Assistant professor Baylor College of Medicine Houston, Texas, United States
Background: Extremely premature infants (EPI) are at high risk for developing bronchopulmonary dysplasia (BPD). Early identification of EPI at risk of developing BPD can allow for targeted precision-medicine therapies. In this study, we sought to test the hypothesis that the longitudinal trajectories of early respiratory support can help identify EPI likely to develop BPD. Objective: To use unsupervised machine learning to identify EPI clusters based on their longitudinal respiratory support and selected ventilatory settings trajectories and examine their association with clinical variables.

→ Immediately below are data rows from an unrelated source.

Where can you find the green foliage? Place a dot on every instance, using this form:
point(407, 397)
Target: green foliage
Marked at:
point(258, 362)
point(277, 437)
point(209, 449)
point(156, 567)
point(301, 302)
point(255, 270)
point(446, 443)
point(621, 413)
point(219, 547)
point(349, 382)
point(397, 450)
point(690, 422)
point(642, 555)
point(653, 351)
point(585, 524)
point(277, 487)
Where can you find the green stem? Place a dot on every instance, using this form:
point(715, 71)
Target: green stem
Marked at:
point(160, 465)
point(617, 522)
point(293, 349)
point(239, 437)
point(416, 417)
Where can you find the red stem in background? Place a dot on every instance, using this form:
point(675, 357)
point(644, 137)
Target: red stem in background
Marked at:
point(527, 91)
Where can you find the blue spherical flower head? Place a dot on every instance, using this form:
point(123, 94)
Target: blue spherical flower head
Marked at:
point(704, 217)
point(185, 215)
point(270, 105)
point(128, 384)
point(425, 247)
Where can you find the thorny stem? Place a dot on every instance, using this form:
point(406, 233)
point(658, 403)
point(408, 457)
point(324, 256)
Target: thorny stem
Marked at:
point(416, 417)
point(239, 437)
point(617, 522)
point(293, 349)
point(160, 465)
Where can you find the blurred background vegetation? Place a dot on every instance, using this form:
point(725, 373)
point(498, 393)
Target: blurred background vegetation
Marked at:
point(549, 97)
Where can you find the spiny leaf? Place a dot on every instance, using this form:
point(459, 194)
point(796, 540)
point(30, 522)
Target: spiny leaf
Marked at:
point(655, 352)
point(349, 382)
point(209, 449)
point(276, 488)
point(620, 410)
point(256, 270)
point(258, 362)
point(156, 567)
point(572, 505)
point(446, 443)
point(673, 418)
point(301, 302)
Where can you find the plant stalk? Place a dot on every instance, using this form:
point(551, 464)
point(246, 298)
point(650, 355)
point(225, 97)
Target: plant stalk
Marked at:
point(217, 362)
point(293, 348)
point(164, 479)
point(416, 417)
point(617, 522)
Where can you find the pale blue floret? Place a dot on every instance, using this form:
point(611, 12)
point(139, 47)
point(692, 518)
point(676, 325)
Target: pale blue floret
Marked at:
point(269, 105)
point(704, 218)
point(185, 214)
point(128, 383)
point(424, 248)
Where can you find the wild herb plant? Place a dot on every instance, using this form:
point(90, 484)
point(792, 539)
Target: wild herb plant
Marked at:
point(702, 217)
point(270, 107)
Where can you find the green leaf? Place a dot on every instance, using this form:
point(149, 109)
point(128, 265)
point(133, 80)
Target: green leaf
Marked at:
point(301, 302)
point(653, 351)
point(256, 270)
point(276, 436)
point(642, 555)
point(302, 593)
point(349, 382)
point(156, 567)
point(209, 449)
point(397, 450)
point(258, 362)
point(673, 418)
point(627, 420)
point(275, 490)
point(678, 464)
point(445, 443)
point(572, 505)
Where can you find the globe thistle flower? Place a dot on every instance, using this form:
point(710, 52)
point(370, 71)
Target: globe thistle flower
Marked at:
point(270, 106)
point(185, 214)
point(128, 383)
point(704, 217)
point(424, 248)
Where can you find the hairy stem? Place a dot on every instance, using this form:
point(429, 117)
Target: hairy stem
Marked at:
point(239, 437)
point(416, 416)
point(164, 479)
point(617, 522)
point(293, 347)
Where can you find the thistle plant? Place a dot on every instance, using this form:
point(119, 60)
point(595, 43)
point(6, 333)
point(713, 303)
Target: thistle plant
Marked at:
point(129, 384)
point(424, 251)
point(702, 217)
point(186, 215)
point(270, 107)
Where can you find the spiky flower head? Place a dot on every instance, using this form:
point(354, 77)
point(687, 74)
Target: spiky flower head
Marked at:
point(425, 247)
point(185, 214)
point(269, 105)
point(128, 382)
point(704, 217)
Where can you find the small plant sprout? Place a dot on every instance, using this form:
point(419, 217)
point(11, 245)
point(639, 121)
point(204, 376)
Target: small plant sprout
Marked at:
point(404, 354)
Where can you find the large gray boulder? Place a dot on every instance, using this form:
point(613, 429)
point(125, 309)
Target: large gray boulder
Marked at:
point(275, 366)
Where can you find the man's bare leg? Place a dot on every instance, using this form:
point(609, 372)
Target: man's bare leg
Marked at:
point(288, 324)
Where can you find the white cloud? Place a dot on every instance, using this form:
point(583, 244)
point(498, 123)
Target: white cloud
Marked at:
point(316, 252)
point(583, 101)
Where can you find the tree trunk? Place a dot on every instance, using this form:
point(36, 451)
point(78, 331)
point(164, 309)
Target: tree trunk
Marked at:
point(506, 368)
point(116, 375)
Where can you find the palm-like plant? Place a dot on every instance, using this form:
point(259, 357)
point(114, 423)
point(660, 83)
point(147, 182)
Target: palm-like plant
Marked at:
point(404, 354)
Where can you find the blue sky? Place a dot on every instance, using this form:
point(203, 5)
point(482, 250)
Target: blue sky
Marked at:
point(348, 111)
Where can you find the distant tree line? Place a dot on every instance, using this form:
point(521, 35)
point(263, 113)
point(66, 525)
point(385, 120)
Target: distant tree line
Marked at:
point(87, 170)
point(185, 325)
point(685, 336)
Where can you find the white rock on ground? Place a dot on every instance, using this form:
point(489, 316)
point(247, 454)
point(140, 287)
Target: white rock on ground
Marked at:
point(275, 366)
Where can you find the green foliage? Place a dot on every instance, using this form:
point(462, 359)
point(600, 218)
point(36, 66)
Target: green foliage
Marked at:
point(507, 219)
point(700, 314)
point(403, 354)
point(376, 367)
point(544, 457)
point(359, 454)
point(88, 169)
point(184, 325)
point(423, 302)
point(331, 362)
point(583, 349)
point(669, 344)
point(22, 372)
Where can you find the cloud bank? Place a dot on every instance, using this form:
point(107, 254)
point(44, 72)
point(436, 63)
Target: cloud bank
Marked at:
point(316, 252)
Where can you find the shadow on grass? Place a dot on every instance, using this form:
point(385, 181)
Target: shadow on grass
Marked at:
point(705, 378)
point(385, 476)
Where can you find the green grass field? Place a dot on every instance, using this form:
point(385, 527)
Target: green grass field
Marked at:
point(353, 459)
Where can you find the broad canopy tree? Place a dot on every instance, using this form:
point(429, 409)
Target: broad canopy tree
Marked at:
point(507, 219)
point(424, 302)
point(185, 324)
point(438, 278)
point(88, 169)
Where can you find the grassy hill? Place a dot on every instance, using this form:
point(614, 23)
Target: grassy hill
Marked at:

Design/Methods: We conducted a single-center, retrospective cohort review of the medical records of EPI admitted to a tertiary-care Level 3 NICU from January 2012 to December 2021. Data abstracted included demographics, maternal and birth data, and ventilator data weekly from birth for the first 6 weeks of life. The k-means algorithm for longitudinal variable trajectories was applied to identify patient clusters from longitudinal respiratory support and selected ventilatory settings. Cluster analysis was performed for the following variables:, invasive mechanical ventilation (VentInvasive), mean airway pressure (Paw), FiO2 and respiratory severity score (RSS= Paw *Fio2). Each variables’ trajectories over time were analyzed to partition the patients into groups. The partition with the highest Calinski and Harabasz (1974) index was used to select the optimal number of clusters. Associations of the groups were compared to clinical variables. The Kruskal-Wallis test was used to compare groups in terms of quantitative clinical variables whereas the Chi-square test was used for categorical clinical variables. Results: Data from 1001 EPI with 6010 repeated ventilator observations were analyzed. Characteristics of the EPI are summarized in Table 1. The optimal number of groups and the number of EPI per group for each clustering variable are summarized in Figure 2A with longitudinal mean trajectories of clustering variables shown in Figure 2B-F. Table 3 demonstrates that EPI clusters from longitudinal respiratory support and ventilatory settings were significantly associated with important clinical variables including BPD and death.
Conclusion(s): Although previous research has applied unsupervised learning to mechanical ventilator data to classify patients with BPD, to our knowledge this is the first study to use unsupervised learning to classify EPI based on longitudinal trajectories of ventilator settings. The clusters were significantly associated with important clinical characteristics, including BPD.